Die deutsche Schwebebahn auf der Ausstellung im Parke zu Vincennes-Paris

War schon die ausserordentliche räumliche Ausdehnung der Ausstellung und die durch die Art der Gesammtanordnung bedingte Auseinanderreissung grösserer zusammengehöriger Gruppen einer Uebersicht über bestimmte Gebiete nicht gerade günstig, so war die Verlegung eines Theiles der Ausstellung nach dem zwar landschaftlich schönen, aber fast 8 km in gerader Entfernung von der Invalidenesplanade entfernten Bois de Vincennes ein ausgesprochener Missgriff, der zurfolge hatte, dass dieses Anhängsel der Hauptausstellung (l’annexe de Vincennes) einem grossen Theile der Ausstellungs-Besucher ganz unbekannt geblieben, sicherlich aber nur von dem kleinsten Theile derselben, auch der Fachleute, besucht worden ist.
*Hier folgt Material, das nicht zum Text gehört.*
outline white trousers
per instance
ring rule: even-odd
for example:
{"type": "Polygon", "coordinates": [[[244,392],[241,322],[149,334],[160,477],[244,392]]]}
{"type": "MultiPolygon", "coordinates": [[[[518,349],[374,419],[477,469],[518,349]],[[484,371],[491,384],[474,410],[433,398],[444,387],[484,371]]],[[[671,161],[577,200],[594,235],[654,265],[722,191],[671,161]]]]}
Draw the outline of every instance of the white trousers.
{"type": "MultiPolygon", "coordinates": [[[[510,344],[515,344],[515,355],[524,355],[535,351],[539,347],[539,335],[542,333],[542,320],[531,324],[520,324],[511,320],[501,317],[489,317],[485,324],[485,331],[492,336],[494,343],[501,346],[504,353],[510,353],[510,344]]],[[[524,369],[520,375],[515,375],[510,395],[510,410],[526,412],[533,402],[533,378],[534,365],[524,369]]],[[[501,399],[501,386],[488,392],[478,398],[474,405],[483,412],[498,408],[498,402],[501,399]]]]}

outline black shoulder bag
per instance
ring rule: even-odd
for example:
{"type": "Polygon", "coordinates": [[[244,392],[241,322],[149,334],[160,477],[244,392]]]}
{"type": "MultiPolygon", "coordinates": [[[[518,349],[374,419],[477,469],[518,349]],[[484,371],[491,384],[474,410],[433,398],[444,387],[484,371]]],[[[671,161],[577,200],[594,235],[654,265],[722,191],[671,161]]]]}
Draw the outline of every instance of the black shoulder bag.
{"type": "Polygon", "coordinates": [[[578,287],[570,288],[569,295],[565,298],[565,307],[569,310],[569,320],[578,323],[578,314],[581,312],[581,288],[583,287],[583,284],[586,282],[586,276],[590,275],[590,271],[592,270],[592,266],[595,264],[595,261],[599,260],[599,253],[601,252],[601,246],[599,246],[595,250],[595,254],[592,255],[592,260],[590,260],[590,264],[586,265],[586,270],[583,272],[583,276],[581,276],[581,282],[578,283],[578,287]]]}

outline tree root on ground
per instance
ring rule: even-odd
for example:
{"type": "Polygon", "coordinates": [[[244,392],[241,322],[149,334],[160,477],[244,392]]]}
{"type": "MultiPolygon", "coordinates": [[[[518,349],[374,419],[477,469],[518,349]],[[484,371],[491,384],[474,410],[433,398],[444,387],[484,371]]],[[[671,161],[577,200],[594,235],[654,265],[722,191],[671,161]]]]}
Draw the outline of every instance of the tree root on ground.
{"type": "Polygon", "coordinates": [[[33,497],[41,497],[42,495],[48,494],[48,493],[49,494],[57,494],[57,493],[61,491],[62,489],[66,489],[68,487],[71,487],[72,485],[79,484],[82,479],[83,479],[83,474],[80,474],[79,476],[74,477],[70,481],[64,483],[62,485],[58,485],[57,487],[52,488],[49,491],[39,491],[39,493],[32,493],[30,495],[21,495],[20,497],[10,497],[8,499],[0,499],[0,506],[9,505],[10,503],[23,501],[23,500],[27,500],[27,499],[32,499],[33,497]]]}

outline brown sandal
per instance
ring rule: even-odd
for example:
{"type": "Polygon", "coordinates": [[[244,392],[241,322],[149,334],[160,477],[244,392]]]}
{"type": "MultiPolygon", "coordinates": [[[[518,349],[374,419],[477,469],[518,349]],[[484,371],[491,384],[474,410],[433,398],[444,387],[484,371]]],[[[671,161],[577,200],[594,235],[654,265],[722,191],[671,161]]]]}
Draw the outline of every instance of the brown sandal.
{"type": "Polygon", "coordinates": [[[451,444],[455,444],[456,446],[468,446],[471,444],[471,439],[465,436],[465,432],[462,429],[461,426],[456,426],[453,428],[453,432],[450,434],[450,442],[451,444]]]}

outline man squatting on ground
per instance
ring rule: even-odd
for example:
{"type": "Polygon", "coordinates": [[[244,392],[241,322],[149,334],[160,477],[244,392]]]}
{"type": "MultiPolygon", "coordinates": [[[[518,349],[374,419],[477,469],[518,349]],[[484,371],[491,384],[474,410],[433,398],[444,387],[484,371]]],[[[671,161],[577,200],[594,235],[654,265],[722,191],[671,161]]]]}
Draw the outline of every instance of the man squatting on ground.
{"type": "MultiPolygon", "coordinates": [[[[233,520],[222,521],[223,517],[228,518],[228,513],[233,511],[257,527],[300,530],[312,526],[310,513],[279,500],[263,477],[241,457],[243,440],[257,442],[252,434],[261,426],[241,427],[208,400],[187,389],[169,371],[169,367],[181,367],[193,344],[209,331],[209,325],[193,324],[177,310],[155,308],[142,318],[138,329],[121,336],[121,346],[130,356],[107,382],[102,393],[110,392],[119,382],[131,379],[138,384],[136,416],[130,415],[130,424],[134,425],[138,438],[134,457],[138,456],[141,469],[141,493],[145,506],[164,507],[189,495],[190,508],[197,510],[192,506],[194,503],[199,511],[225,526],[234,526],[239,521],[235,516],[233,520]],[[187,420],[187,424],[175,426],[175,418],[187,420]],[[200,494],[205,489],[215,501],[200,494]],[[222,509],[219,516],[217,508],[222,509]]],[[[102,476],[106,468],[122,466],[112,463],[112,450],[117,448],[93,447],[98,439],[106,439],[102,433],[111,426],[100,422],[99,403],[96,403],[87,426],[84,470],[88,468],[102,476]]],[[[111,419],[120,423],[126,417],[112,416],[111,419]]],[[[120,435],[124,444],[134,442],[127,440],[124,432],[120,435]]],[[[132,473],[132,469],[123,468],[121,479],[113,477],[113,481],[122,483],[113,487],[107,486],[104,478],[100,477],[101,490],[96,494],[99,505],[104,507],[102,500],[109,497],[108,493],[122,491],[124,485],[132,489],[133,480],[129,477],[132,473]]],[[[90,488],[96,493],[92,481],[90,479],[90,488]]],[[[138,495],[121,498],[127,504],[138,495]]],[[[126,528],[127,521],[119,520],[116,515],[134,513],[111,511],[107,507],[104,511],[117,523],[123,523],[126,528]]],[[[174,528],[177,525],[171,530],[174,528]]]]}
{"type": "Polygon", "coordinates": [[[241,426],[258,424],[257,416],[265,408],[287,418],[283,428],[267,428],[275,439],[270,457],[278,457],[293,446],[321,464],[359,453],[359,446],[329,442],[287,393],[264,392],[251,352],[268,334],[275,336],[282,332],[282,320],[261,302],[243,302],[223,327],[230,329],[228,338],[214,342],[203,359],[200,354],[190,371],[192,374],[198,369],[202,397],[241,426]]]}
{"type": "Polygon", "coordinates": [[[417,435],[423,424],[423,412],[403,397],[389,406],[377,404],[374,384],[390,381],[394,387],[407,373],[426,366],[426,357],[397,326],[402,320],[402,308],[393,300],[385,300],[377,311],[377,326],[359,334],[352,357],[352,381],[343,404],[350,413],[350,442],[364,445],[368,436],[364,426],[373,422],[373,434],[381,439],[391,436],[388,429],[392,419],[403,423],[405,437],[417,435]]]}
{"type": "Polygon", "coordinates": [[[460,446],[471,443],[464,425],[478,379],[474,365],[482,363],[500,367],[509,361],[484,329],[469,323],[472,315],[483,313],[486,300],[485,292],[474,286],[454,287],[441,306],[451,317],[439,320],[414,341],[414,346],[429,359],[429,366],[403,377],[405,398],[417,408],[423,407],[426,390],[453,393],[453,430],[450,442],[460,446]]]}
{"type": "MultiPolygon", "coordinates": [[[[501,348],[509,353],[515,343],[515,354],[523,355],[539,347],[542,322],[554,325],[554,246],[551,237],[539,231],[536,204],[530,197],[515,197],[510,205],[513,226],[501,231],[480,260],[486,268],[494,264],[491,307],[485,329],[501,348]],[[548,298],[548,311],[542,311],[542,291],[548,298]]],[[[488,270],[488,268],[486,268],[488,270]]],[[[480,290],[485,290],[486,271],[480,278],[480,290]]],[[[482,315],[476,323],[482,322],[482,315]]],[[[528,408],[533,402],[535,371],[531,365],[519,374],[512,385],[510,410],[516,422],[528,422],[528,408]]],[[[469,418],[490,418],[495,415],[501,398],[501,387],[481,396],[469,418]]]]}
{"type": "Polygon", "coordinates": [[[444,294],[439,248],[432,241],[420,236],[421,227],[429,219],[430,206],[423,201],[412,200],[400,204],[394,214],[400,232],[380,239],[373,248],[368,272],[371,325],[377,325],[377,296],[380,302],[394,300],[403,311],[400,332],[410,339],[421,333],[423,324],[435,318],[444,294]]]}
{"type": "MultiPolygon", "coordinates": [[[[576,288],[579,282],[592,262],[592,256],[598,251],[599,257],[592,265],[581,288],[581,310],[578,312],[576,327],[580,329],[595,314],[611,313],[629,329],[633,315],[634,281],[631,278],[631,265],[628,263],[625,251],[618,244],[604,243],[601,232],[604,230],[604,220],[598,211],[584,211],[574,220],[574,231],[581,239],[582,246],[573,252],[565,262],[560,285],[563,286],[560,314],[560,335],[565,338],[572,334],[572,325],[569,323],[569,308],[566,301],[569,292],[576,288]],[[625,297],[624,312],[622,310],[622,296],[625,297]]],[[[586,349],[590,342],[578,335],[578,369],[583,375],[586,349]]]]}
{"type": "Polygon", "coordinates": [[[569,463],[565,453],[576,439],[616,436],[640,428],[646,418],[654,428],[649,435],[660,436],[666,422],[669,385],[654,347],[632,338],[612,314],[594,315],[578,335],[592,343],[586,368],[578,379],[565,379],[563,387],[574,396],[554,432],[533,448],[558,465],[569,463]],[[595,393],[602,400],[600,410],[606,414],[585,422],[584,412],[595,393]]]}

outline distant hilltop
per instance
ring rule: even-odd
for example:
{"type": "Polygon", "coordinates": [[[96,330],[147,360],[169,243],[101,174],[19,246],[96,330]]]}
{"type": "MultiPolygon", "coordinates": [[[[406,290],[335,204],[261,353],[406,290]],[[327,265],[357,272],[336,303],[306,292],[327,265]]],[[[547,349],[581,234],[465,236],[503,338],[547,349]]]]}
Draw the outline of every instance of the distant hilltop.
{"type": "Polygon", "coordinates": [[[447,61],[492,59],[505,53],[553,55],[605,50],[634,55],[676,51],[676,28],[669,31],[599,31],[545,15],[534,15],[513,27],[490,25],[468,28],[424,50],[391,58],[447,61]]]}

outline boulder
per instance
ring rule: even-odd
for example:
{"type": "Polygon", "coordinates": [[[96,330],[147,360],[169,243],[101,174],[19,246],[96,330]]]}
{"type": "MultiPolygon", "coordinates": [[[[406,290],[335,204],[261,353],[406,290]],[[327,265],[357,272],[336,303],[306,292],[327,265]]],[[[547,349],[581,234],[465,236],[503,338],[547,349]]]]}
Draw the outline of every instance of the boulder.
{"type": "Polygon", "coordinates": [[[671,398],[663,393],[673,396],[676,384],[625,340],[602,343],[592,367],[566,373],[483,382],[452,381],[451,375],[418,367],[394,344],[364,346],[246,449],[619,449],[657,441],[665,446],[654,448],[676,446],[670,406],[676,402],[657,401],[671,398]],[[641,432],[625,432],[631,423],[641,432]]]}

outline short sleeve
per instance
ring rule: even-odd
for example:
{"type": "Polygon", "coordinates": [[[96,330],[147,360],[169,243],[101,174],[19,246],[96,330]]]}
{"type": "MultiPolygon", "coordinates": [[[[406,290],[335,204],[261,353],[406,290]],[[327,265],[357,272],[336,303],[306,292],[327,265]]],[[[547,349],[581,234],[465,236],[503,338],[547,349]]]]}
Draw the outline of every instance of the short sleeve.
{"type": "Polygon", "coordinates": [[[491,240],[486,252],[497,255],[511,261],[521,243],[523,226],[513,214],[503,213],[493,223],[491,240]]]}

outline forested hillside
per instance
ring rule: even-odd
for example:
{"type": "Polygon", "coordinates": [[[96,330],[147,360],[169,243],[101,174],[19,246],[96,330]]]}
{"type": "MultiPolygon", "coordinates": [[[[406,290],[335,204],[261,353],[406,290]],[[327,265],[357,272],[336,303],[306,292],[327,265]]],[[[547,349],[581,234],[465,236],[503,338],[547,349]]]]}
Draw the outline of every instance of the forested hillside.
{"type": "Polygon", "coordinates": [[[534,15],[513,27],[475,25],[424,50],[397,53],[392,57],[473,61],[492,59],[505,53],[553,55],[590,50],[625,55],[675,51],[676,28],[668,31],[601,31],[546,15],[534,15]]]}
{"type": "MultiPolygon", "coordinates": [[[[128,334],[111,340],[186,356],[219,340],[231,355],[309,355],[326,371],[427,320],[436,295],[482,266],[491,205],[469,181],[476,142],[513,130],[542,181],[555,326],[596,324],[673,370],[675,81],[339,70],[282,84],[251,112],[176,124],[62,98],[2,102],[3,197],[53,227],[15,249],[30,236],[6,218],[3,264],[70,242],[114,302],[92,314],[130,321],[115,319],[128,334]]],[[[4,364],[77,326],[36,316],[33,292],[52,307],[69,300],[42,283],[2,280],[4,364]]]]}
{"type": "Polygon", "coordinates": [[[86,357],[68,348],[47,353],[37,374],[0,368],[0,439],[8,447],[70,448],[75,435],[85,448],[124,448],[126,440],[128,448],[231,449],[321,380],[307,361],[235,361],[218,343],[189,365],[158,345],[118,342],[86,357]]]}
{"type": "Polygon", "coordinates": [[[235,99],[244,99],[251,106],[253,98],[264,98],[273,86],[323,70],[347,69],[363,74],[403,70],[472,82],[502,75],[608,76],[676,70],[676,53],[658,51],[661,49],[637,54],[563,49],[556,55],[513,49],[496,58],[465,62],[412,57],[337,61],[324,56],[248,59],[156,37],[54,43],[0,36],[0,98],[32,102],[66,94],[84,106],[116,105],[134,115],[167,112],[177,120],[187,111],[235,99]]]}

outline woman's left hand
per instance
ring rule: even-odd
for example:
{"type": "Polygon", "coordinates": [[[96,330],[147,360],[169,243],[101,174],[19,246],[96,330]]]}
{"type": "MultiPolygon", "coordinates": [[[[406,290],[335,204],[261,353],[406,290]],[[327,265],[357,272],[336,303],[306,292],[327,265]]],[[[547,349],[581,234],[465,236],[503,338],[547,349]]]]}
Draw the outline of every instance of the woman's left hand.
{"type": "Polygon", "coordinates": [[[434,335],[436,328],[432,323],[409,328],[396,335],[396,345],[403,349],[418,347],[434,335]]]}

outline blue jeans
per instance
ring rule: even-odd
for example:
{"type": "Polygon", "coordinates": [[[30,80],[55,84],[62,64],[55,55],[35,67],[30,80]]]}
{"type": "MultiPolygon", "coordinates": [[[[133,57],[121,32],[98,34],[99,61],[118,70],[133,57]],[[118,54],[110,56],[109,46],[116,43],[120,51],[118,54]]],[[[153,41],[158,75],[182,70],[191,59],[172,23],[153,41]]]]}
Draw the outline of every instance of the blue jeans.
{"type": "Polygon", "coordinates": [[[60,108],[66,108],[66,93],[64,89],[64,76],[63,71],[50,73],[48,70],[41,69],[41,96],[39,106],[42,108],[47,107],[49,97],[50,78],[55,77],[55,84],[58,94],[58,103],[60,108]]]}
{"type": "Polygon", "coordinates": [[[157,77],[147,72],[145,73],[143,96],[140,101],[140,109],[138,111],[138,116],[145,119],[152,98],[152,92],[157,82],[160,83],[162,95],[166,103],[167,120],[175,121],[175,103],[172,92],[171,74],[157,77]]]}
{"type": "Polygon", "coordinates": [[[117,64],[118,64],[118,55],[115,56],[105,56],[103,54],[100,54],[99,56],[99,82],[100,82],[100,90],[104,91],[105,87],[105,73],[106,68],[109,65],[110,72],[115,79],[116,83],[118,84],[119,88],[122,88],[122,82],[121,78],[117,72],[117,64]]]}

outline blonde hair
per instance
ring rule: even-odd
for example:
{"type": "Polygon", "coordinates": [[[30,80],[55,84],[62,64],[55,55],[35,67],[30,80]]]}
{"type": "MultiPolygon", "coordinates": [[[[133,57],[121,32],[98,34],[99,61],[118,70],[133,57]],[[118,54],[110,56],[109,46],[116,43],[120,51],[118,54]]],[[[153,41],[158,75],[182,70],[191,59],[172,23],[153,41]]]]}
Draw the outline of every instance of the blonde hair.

Als Ausstellungs-Gelände hatte man den westlichen Theil des Gehölzes um den Daumesnil-See abgetrennt und auf diesem ausgedehnten Gebiete (vergl. den Lageplan) ein buntes Gemisch verschiedenartiger Gegenstände verstreut, die meist in schuppenartigen Bauten einfachster Art untergebracht waren. Es fand sich hier eine lehrreiche Zusammenstellung von Arbeiter-Wohnhäusern verschiedener Länder, ein deutscher Pavillon für Rettungswesen aus Wasser- und Feuersgefahr, eine kleine Halle mit Kraftmaschinen, eine betriebsfähige Schwellen-Imprägnirungs- Anstalt von J. Rütgers, eine grössere Halle mit im Betriebe stehenden, sehr interessanten amerikanischen Werkzeugmaschinen usw. Ausserdem hatte der Sport in seinen verschiedenen Gestalten, z. Th. unter Benutzung der für diese Zwecke im Parke vorhandenen dauernden Einrichtungen, hier sein Heim aufgeschlagen. In der Hauptsache war diese Ausstellung jedoch einzelnen Zweigen des Verkehrswesens, nämlich den Betriebsmitteln der Eisen- und Strassenbahnen, den Automobilen und Fahrrädern gewidmet; aber auch in dieser Hinsicht bildete sie kein abgeschlossenes Ganze, da sich Gegenstände dieses Gebietes, namentlich der französischen Abtheilung, in der Hauptausstellung an verschiedenen Plätzen, besonders auf dem Marsfelde, in erheblichem Umfange fanden. So wurde durch diese Zerrissenheit der Eindruck verstärkt, dass das Verkehrswesen auf der diesjährigen Weltausstellung trotz aller Fortschritte im Einzelnen nicht entfernt an die Bedeutung der Ausstellung in Chicago heranreichte.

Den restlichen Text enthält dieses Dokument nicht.